Dalam surat Al-Baqarah ayat 3-4 diatas disebutkan empat kriteria orang-orang yang bertaqwa, yaitu: (1) Beriman kepada yang ghaib, (2) Mendirikan shalat, (3) Menafkahkan sebagian dari rezeki yang diterimanya dari Allah SWT, (4) Beriman dengan Kitab Suci Al-Quran dan kitab-kitab suci sebelumnya, dan (5) Beriman dengan hari Akhir.
Seseorang yang bertaqwa kepada Allah SWT akan dapat memetik manfaat, baik di dunia maupun di akhirat. Yakni antara lain:
1. Mendapatkan Sikap Furqan, yaitu sikap tegas membedakan antara hak dan batil, benar dan salah, halal dan haram, serta terpuji dan tercela
2. Mendapatkan Limpahan Berkah dari Langit dan Bumi
3. Mendapatkan Jalan Keluar dari Kesulitan
4. Mendapatkan Rezeki tanpa Diduga-duga
5. Mendapatkan Kemudahan dalam Urusannya
6. Menerima Penghapusan dan Pengampunan Dosa serta Mendapatkan Pahala yang Besar

b. Cinta kepada Allah SWT.
Cinta adalah kesadaran diri, perasaan jiwa dan dorongan hati yang menyebabkan seseorang terpaut hatinya kepada apa yang dicintainya dengan penuh semangat dan rasa kasih sayang.
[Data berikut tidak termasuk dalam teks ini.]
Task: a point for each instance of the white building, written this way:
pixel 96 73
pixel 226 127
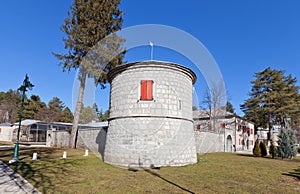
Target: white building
pixel 151 121
pixel 227 133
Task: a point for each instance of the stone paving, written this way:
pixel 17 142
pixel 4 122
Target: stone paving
pixel 12 182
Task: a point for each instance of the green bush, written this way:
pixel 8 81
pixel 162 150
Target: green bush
pixel 256 149
pixel 273 149
pixel 263 149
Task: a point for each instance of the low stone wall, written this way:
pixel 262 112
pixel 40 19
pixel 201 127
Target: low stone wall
pixel 93 139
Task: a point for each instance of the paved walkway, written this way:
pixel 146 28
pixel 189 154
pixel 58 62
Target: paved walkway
pixel 12 182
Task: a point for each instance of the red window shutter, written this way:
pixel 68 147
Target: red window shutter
pixel 146 90
pixel 149 90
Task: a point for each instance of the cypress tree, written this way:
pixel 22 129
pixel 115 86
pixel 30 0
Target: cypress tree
pixel 273 98
pixel 256 149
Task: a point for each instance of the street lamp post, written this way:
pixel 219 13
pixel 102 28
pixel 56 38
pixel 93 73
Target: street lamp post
pixel 23 88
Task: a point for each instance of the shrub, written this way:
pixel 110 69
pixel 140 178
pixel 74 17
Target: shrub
pixel 256 149
pixel 263 149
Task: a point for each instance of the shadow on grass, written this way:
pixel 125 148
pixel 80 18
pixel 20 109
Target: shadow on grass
pixel 46 173
pixel 295 174
pixel 166 180
pixel 159 176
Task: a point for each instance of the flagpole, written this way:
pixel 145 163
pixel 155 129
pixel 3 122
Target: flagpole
pixel 151 44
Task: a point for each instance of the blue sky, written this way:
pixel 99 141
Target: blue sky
pixel 243 37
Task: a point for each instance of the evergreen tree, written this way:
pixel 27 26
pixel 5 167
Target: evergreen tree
pixel 263 149
pixel 286 144
pixel 273 98
pixel 256 149
pixel 89 22
pixel 87 115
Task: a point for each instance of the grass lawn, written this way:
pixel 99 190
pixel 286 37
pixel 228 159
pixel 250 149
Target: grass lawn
pixel 214 173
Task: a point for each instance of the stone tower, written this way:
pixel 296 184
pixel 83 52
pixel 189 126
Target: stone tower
pixel 151 120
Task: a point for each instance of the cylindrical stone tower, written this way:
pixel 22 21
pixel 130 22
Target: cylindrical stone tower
pixel 150 120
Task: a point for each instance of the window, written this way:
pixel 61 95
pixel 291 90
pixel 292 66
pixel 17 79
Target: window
pixel 223 125
pixel 146 90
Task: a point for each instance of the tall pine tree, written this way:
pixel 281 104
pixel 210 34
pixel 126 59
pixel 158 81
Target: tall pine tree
pixel 273 98
pixel 89 22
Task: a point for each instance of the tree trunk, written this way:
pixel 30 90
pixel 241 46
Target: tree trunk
pixel 72 142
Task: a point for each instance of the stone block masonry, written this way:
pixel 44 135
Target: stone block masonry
pixel 156 132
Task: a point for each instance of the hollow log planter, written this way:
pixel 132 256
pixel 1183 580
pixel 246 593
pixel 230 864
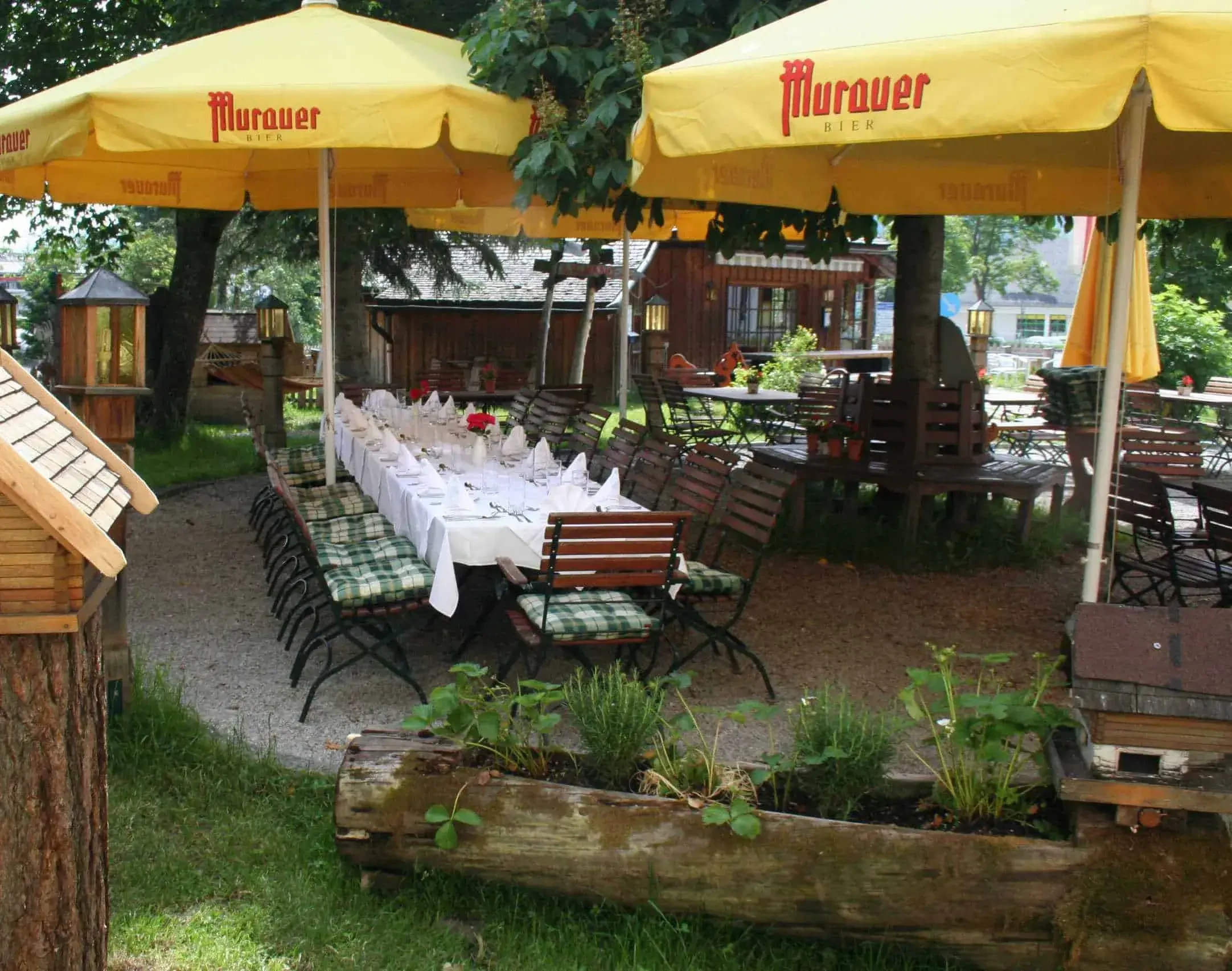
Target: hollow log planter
pixel 1001 902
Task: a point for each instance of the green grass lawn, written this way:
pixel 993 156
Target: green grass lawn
pixel 224 862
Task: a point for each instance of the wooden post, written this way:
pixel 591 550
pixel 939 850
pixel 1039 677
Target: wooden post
pixel 54 816
pixel 272 382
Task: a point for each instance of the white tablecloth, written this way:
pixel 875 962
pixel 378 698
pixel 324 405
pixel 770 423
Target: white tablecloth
pixel 439 541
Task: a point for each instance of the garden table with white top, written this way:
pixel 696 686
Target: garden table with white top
pixel 446 536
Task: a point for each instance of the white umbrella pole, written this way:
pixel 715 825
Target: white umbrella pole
pixel 624 327
pixel 1118 337
pixel 327 316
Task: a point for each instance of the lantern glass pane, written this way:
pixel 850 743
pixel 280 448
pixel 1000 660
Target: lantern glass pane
pixel 127 345
pixel 104 347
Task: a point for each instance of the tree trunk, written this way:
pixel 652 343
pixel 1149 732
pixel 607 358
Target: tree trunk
pixel 350 317
pixel 198 233
pixel 546 319
pixel 54 815
pixel 580 348
pixel 918 297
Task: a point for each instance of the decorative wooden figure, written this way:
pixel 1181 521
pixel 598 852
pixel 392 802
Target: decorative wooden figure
pixel 1152 688
pixel 102 356
pixel 61 491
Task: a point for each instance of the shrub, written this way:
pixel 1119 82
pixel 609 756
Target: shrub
pixel 1192 337
pixel 842 751
pixel 617 715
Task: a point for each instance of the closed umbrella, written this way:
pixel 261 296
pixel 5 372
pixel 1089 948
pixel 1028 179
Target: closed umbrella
pixel 312 109
pixel 963 106
pixel 1087 340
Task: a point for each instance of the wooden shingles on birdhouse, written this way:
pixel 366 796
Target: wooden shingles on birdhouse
pixel 1152 688
pixel 61 491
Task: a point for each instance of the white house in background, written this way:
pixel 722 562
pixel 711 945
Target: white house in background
pixel 1023 319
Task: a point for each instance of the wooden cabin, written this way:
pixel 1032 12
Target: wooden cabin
pixel 712 301
pixel 62 489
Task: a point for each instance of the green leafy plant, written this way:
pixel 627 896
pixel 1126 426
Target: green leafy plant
pixel 685 764
pixel 513 725
pixel 842 750
pixel 447 832
pixel 617 716
pixel 740 816
pixel 1192 337
pixel 980 730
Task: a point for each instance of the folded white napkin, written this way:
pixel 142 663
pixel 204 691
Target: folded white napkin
pixel 515 443
pixel 609 493
pixel 430 480
pixel 577 466
pixel 568 499
pixel 457 497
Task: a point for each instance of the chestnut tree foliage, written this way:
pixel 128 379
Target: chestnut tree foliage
pixel 583 65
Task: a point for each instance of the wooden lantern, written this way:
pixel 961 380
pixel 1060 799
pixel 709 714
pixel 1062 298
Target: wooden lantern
pixel 102 355
pixel 8 320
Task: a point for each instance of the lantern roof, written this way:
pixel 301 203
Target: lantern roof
pixel 102 287
pixel 269 302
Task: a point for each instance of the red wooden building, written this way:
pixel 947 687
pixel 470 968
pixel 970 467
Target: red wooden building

Cinta dengan pengertian demikian sudah merupakan fitrah yang dimiliki setiap orang. Islam tidak hanya mengakui keberadaan cinta itu pada diri manusia, tetapi juga mengaturnya sehingga terwujud dengan mulia. Begi seorang mukmin, cinta pertama dan yang utama sekali diberikan kepada Allah SWT. Sebagaimana Allah SWT berfirman:
“Dan diantara manusia ada orang-orang yang menyembah tandingan-tandingan selain Allah; mereka mencintainya sebagaimana mereka mencintai Allah. Adapun orang-orang yang beriman Amat sangat cintanya kepada Allah. dan jika seandainya orang-orang yang berbuat zalim itu[106] mengetahui ketika mereka melihat siksa (pada hari kiamat), bahwa kekuatan itu kepunyaan Allah semuanya, dan bahwa Allah Amat berat siksaan-Nya (niscaya mereka menyesal).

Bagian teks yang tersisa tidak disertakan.